Dirigido por Nicolas Winding Refn. Com: Ryan Gosling, Carey Mulligan, Bryan Cranston, Albert Brooks, Ron Perlmann, Christina Hendricks e Oscar Isaac. (idem, 2011)
Às vezes fico bastante tempo sem postar aqui no blog, deixando ele meio esquecido e fora dos “holofotes”. É bem verdade que, neste período, precisei cuidar do meu outro espaço (o Louco por Séries). Isso tomou praticamente todo o meu tempo, já que eu não conseguia manter os dois blogs funcionando perfeitamente. Acredito que isso seja impossível nos dias de hoje, com tantas coisas para serem feitas ao mesmo tempo e tendo “apenas” 24 horas para resolvê-las. Só mesmo Jack Bauer consegue.
Em alguns outros momentos deste blog, o Sob a Minha Lente ficou bastante tempo sem uma postagem sequer. Ele passou por repaginações ao longo dos anos para que, entre outros motivos, pudesse me dar novamente vontade de postar nele. Dentre os motivos principais estão os filmes, logicamente, que eu assisto. Há tempos que não me empolgo com nenhuma produção, um problema que foi resolvido ao assistir Drive, filme que deu ao diretor Nicolas Winding Refn o prêmio de Melhor Direção no Festival de Cannes deste ano.
Na tevê, tem sido comum os canais fechados apostarem em anti-heróis. Veja, por exemplo, o caso de Dexter ou de Walter na série Breaking Bad. São personagens tidos como heróis e protagonistas em suas respectivas histórias, mas guardam dentro de si ações que, dentro da convenção social, não são dignos de heróis. Que tipo de herói mata uma pessoa para apenas saciar o seu desejo de matar? Que tipo de pessoa trafica cocaína porque está com um câncer terminal e tem poucos meses de vida, colocando a família em risco?
Drive se encaixa neste panorama ao apresentar o Motorista (Gosling) que ganha a vida como dublê, mas que tem um outro trabalho que consiste em ser o motorista de ladrões que desejam fugir dos locais que roubam. O Motorista não quer saber o que vai ser roubado ou quem está contratando os serviços. Ele quer apenas fazer a sua parte e voltar para casa.
Sob a tutela do personagem não ter um nome, rememorando os filmes de Sergio Leone da década de 70, o diretor Nicolas Winding Refn faz um trabalho de direção interessante com o ator Ryan Gosling. Este pouco fala durante toda a película.

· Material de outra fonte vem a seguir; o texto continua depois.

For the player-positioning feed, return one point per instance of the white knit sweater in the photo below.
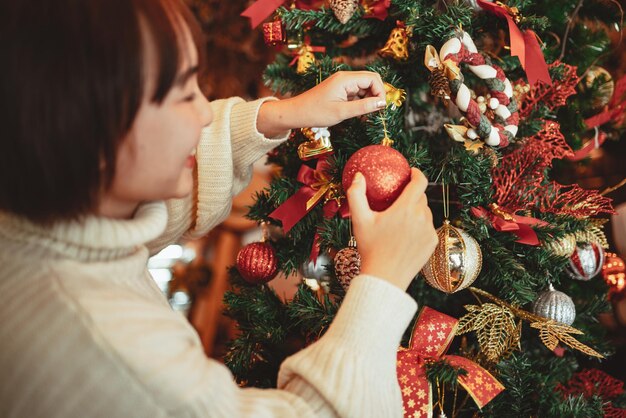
(85, 332)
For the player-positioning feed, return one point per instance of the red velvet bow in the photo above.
(525, 46)
(378, 9)
(508, 222)
(316, 186)
(262, 9)
(431, 336)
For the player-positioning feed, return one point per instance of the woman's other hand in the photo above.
(341, 96)
(394, 244)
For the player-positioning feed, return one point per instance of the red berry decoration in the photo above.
(257, 263)
(386, 173)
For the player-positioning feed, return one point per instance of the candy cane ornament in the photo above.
(462, 50)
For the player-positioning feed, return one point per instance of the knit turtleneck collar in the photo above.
(91, 238)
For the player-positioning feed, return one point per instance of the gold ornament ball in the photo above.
(562, 247)
(456, 262)
(605, 89)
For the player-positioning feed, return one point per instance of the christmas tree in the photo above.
(485, 98)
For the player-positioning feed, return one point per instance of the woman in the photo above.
(110, 153)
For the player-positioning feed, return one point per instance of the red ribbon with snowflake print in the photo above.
(431, 336)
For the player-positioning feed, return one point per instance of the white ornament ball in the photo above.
(317, 274)
(555, 305)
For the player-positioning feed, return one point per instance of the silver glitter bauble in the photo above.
(317, 274)
(456, 262)
(586, 261)
(555, 305)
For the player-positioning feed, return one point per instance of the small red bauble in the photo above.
(586, 261)
(257, 263)
(386, 173)
(274, 33)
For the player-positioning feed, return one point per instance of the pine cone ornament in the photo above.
(347, 264)
(344, 9)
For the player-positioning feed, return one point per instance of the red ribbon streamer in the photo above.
(321, 49)
(525, 46)
(262, 9)
(295, 208)
(431, 336)
(518, 225)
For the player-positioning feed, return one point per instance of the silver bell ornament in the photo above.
(555, 305)
(586, 261)
(316, 274)
(456, 262)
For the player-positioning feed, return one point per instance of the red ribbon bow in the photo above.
(430, 338)
(525, 46)
(317, 186)
(262, 9)
(507, 222)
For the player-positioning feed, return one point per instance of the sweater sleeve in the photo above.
(352, 368)
(228, 147)
(349, 372)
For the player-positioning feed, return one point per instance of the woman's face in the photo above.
(156, 159)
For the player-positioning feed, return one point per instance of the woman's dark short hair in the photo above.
(72, 78)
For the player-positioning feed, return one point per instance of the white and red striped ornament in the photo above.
(586, 261)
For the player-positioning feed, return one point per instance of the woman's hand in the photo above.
(341, 96)
(394, 244)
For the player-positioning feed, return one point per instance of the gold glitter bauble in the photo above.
(456, 262)
(344, 9)
(605, 89)
(347, 264)
(306, 58)
(397, 46)
(563, 247)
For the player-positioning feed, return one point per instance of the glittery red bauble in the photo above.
(256, 262)
(386, 172)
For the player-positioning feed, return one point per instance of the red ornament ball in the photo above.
(257, 262)
(586, 261)
(386, 173)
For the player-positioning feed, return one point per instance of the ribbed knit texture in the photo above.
(85, 332)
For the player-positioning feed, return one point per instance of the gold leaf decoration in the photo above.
(498, 334)
(551, 333)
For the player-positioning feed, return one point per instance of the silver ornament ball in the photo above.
(555, 305)
(317, 272)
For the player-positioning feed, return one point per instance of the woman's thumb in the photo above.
(363, 106)
(357, 198)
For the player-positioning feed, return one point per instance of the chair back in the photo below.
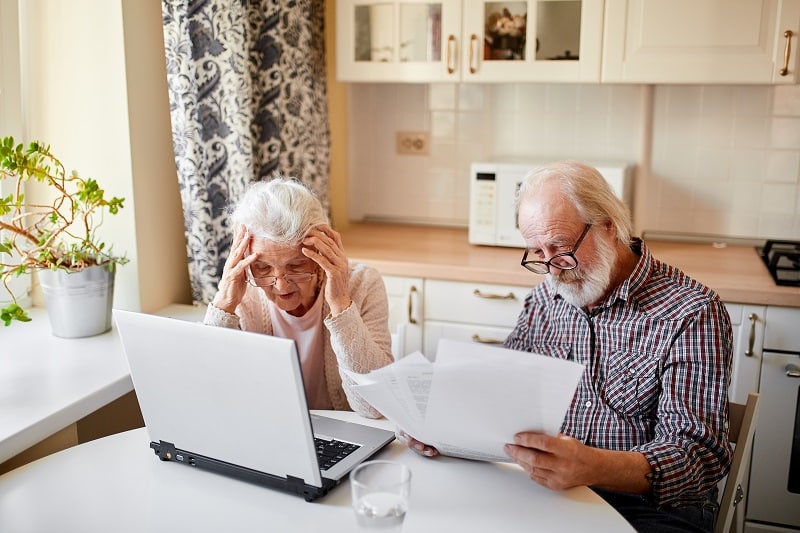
(742, 427)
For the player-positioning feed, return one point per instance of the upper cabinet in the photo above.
(713, 41)
(609, 41)
(469, 40)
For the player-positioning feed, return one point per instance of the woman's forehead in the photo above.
(276, 252)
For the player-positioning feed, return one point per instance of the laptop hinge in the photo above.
(166, 451)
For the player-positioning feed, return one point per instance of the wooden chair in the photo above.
(742, 427)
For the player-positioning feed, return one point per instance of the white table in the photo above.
(117, 484)
(48, 383)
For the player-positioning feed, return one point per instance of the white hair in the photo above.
(281, 210)
(586, 189)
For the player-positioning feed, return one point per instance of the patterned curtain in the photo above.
(247, 99)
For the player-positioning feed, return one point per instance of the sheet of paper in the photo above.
(474, 398)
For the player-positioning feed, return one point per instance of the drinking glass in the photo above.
(380, 495)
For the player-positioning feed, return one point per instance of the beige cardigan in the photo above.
(358, 339)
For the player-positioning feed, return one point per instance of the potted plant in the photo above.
(57, 239)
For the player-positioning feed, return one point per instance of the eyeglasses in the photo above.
(269, 281)
(565, 261)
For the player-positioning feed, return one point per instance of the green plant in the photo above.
(57, 235)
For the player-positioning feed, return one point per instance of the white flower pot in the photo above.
(78, 303)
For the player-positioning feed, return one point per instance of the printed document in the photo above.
(474, 398)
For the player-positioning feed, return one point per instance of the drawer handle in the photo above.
(451, 54)
(785, 70)
(411, 292)
(473, 44)
(753, 318)
(490, 296)
(478, 338)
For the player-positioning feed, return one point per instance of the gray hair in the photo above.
(586, 189)
(281, 210)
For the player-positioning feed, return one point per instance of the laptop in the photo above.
(233, 402)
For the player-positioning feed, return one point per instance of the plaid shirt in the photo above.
(657, 355)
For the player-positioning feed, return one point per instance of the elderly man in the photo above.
(648, 426)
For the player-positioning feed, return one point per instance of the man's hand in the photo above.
(563, 462)
(419, 447)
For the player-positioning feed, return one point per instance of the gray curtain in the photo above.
(247, 99)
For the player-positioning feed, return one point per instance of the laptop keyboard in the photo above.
(330, 452)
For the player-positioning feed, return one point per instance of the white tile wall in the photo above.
(725, 160)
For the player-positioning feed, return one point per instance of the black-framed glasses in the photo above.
(269, 281)
(565, 261)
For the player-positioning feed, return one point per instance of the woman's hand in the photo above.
(419, 447)
(323, 245)
(233, 283)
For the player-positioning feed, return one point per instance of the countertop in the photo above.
(48, 383)
(735, 272)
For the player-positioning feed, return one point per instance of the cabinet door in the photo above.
(474, 303)
(532, 40)
(748, 338)
(403, 41)
(435, 330)
(713, 41)
(476, 312)
(405, 313)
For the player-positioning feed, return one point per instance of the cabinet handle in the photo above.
(478, 338)
(785, 70)
(451, 54)
(473, 43)
(411, 292)
(490, 296)
(753, 318)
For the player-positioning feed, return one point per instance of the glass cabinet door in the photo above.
(381, 40)
(532, 40)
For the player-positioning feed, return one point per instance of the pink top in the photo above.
(306, 331)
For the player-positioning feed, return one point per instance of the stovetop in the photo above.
(782, 259)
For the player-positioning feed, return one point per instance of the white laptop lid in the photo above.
(223, 393)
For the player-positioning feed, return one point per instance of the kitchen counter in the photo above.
(48, 383)
(735, 272)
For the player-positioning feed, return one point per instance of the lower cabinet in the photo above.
(422, 311)
(405, 313)
(473, 312)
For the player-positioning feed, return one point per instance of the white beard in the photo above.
(582, 288)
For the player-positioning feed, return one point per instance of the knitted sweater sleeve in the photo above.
(359, 337)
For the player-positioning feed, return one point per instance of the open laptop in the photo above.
(233, 402)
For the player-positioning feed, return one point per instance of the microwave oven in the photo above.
(493, 190)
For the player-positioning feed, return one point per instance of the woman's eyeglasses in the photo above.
(565, 261)
(269, 281)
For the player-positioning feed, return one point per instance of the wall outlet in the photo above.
(413, 143)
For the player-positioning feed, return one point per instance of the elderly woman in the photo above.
(287, 275)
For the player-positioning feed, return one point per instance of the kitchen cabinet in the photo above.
(748, 338)
(468, 40)
(714, 41)
(405, 296)
(474, 312)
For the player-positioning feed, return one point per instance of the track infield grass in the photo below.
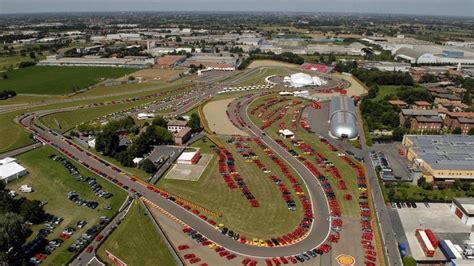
(271, 219)
(136, 241)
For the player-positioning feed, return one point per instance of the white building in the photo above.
(191, 157)
(286, 133)
(299, 80)
(176, 125)
(10, 170)
(142, 116)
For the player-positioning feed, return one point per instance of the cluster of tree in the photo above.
(284, 57)
(379, 114)
(108, 140)
(13, 214)
(378, 77)
(411, 94)
(7, 94)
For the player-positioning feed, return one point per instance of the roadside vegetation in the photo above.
(51, 182)
(57, 80)
(136, 241)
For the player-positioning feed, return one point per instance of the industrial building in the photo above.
(97, 62)
(11, 170)
(442, 157)
(342, 118)
(463, 208)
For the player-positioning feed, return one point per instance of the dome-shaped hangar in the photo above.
(342, 118)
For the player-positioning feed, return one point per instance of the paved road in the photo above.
(21, 150)
(319, 230)
(85, 256)
(321, 224)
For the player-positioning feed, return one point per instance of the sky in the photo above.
(411, 7)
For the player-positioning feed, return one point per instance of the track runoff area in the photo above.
(320, 228)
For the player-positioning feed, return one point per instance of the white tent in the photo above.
(10, 169)
(301, 79)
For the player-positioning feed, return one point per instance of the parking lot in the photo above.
(436, 217)
(388, 154)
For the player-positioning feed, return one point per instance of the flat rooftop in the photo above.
(439, 218)
(454, 152)
(467, 204)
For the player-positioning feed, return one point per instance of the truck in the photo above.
(424, 242)
(432, 238)
(449, 250)
(403, 249)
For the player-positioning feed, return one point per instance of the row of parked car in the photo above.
(74, 197)
(406, 204)
(92, 182)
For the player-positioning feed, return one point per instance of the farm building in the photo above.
(10, 170)
(191, 157)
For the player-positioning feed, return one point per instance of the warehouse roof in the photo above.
(445, 152)
(466, 204)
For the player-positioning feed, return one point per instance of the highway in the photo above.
(317, 234)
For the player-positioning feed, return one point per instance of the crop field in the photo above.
(237, 213)
(136, 241)
(51, 182)
(57, 80)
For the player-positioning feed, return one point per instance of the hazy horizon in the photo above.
(463, 8)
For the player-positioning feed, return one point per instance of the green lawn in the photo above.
(57, 80)
(51, 182)
(349, 208)
(237, 213)
(136, 241)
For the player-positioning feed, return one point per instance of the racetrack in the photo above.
(217, 119)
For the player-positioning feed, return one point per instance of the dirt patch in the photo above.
(217, 119)
(266, 63)
(155, 74)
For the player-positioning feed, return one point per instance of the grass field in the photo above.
(51, 182)
(350, 208)
(237, 212)
(57, 80)
(69, 120)
(136, 241)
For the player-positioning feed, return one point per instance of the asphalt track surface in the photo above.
(317, 234)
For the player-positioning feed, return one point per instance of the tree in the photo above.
(12, 234)
(159, 121)
(457, 131)
(148, 166)
(398, 133)
(194, 122)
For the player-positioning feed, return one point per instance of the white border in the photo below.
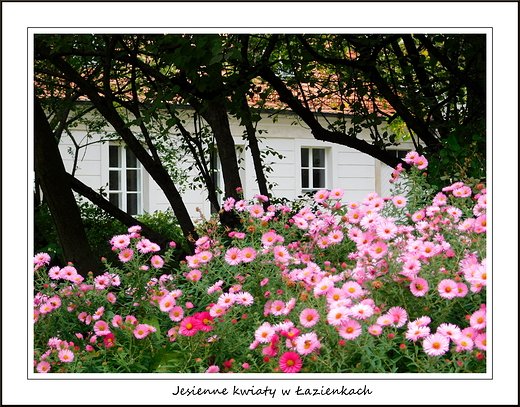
(502, 17)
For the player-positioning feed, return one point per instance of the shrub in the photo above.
(393, 284)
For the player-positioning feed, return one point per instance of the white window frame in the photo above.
(123, 191)
(311, 187)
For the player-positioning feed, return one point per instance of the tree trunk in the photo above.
(216, 116)
(54, 182)
(117, 213)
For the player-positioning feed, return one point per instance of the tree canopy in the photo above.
(428, 88)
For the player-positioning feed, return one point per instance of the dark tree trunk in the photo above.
(117, 213)
(216, 116)
(255, 152)
(54, 182)
(154, 168)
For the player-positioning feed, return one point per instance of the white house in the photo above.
(308, 164)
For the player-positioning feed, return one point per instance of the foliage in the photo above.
(391, 285)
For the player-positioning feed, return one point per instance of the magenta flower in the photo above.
(233, 256)
(290, 362)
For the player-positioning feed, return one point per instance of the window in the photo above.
(125, 180)
(313, 168)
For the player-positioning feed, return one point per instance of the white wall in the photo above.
(358, 174)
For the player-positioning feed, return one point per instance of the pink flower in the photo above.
(248, 254)
(336, 193)
(176, 313)
(436, 344)
(101, 328)
(307, 343)
(338, 316)
(256, 211)
(478, 319)
(194, 275)
(141, 331)
(120, 241)
(66, 355)
(264, 333)
(244, 298)
(419, 287)
(447, 289)
(157, 261)
(212, 369)
(375, 330)
(167, 303)
(350, 329)
(126, 255)
(321, 196)
(399, 201)
(399, 316)
(233, 256)
(290, 362)
(43, 367)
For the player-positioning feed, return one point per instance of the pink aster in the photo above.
(176, 313)
(450, 331)
(101, 328)
(419, 287)
(338, 316)
(248, 254)
(212, 369)
(43, 367)
(352, 289)
(399, 316)
(481, 341)
(478, 319)
(190, 326)
(120, 241)
(436, 344)
(447, 288)
(307, 343)
(464, 343)
(167, 303)
(375, 330)
(350, 329)
(141, 331)
(309, 317)
(290, 362)
(336, 193)
(125, 255)
(361, 311)
(378, 250)
(416, 332)
(233, 256)
(264, 333)
(321, 196)
(194, 275)
(66, 355)
(256, 211)
(226, 299)
(157, 261)
(399, 201)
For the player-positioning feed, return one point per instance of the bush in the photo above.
(385, 285)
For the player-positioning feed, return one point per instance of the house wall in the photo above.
(356, 173)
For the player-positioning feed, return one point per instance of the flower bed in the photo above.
(393, 284)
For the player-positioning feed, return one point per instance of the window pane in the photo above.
(132, 180)
(318, 178)
(131, 204)
(131, 159)
(305, 178)
(114, 183)
(318, 157)
(115, 199)
(305, 157)
(113, 157)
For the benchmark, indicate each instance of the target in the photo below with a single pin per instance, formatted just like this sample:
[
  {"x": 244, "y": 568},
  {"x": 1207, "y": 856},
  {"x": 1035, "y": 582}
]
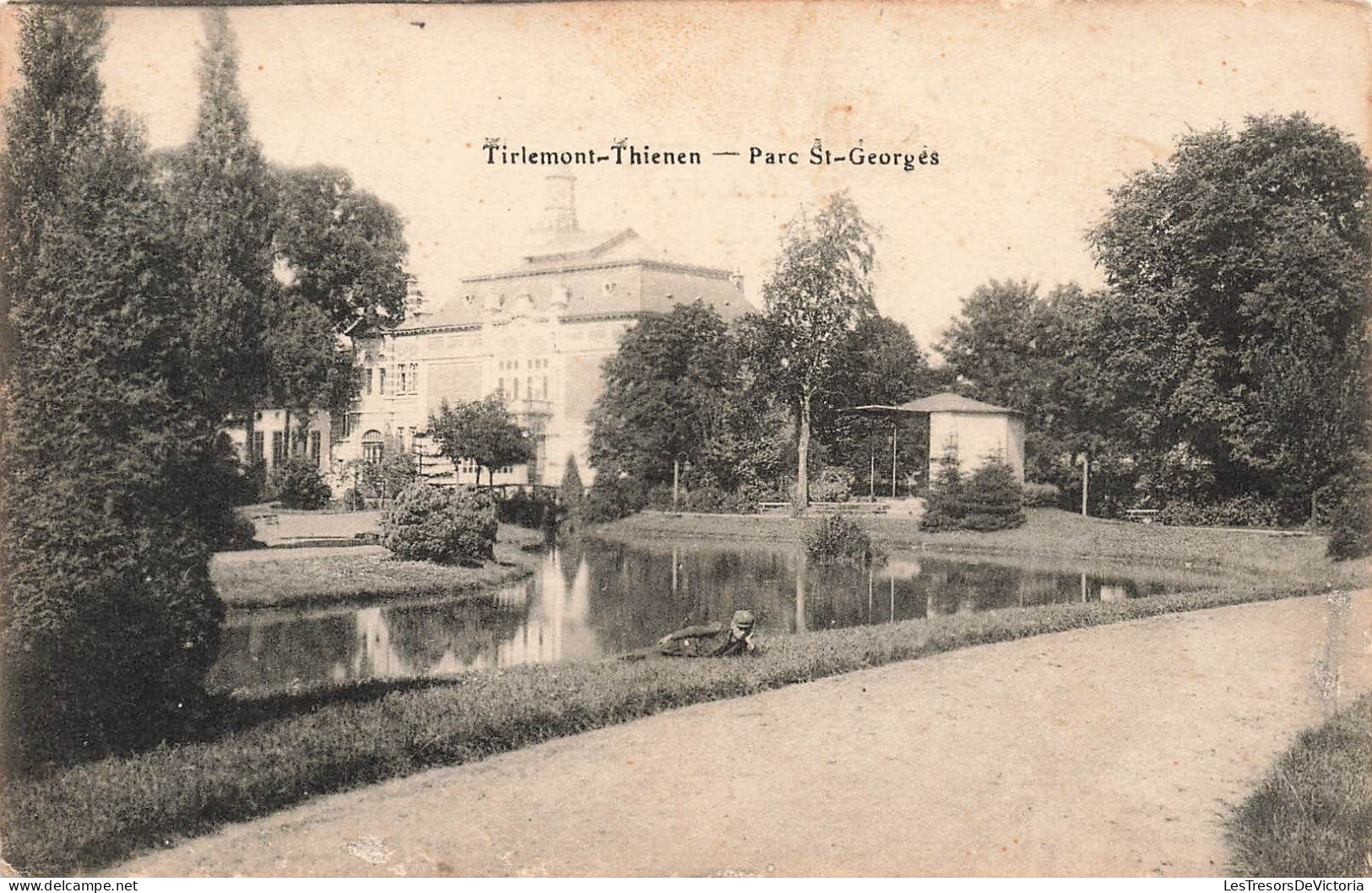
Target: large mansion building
[{"x": 537, "y": 333}]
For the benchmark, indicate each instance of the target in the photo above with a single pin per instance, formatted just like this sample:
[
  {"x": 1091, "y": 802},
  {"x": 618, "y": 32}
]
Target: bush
[
  {"x": 838, "y": 539},
  {"x": 530, "y": 511},
  {"x": 991, "y": 500},
  {"x": 442, "y": 526},
  {"x": 994, "y": 498},
  {"x": 832, "y": 484},
  {"x": 1246, "y": 511},
  {"x": 944, "y": 505},
  {"x": 239, "y": 537},
  {"x": 298, "y": 484},
  {"x": 715, "y": 500},
  {"x": 1350, "y": 535},
  {"x": 1042, "y": 495},
  {"x": 614, "y": 497}
]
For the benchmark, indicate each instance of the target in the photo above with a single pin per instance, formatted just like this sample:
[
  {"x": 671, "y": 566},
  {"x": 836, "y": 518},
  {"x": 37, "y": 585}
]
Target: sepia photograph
[{"x": 686, "y": 439}]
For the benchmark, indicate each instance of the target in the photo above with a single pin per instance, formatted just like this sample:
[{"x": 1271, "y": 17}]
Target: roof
[
  {"x": 950, "y": 402},
  {"x": 571, "y": 252},
  {"x": 946, "y": 402}
]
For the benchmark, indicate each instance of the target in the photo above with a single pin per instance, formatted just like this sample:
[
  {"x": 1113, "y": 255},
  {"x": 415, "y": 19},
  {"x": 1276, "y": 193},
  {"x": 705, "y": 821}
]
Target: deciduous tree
[{"x": 819, "y": 291}]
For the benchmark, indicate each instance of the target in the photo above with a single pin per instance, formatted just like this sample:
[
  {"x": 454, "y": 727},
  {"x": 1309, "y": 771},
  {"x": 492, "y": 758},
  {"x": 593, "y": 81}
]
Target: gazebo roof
[{"x": 946, "y": 402}]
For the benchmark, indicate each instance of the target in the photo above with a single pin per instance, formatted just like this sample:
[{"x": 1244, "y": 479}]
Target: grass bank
[
  {"x": 1312, "y": 816},
  {"x": 1277, "y": 556},
  {"x": 268, "y": 578},
  {"x": 89, "y": 815}
]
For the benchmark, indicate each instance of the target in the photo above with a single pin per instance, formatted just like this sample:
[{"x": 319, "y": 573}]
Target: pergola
[{"x": 895, "y": 414}]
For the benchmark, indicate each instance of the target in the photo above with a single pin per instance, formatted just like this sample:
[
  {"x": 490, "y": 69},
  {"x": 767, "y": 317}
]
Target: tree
[
  {"x": 482, "y": 431},
  {"x": 110, "y": 616},
  {"x": 881, "y": 365},
  {"x": 1042, "y": 354},
  {"x": 572, "y": 493},
  {"x": 342, "y": 256},
  {"x": 664, "y": 394},
  {"x": 344, "y": 247},
  {"x": 224, "y": 204},
  {"x": 1240, "y": 272},
  {"x": 816, "y": 298}
]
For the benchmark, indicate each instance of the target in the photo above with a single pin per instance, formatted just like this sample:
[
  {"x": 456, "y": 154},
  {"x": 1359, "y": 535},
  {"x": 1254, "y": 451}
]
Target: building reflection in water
[{"x": 592, "y": 600}]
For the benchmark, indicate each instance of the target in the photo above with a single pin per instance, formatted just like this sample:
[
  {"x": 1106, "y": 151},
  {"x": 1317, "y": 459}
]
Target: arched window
[{"x": 372, "y": 446}]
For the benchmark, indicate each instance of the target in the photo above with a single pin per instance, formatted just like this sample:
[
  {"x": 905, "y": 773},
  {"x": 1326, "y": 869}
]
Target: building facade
[
  {"x": 977, "y": 431},
  {"x": 279, "y": 435},
  {"x": 537, "y": 333}
]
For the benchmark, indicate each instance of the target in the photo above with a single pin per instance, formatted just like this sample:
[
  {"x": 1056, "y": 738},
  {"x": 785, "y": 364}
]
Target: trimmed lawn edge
[
  {"x": 1312, "y": 815},
  {"x": 401, "y": 592},
  {"x": 91, "y": 815}
]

Enquanto isso, o diretor mantém um mistério em torno do seu personagem, que nem mesmo o seu mentor Shannon (Cranston) sabe exatamente quem é. As coisas ficam realmente difíceis quando o Motorista se apaixona por Irene (Mulligan) e se envolve, além disso, com mafiosos liderados por Bernie Rose (Brooks) e Nino (Perlman).
Baseado no livro do americano James Sallis, o argumento de Drive poderia dar errado ao contar uma história que, aparentemente, não levaria a lugar nenhum. O interessante é que o roteiro oferece reviravoltas que prendem a atenção do espectador. A começar pela interpretação de Ryan Gosling, cuja mudanças de comportamento representam um importante estudo do filme. Perceba como o seu olhar muda quando ele está na companhia de Irene, sendo um homem mais solto, mais falante e dando mais risadas. Ao contrário disso, na cena do hotel e do elevador, ele mostra a sua outra face, de um homem frio, calculista e selvagem.
O diretor Nicolas Winding Refn, aliás, cria um bom ambiente para o seu filme ao perceber que o seu protagonista não tem nome. Ao invés de entregar uma roupagem atual, ele parece ambientar a sua película na década de 80 ao contar com o importante trabalho do compositor Cliff Martinez. Ele entrega uma trilha sonora oitentista, cheio de hits e que dá um tom antigo ao filme (ainda que ele seja extremamente contemporâneo). A fotografia de Newton Thomas Sigel também ampara esta ambientação com cores frias que remetem ao personagem.
E se a direção acerta na maneira como conduz e enquadra o seu personagem motorista, ela também sustenta um clima de claustrofobia ao trazer algumas cenas em stop-motion – ou outras em close-up. Esteticamente, Drive é um filme cheio de artimanhas interessantes que estão a serviço da história. A violência, que até lembra os filmes de Quentin Tarantino, dão um toque grotesco a um roteiro que não tem vergonha alguma de mostrar o lado sombrio do seu personagem.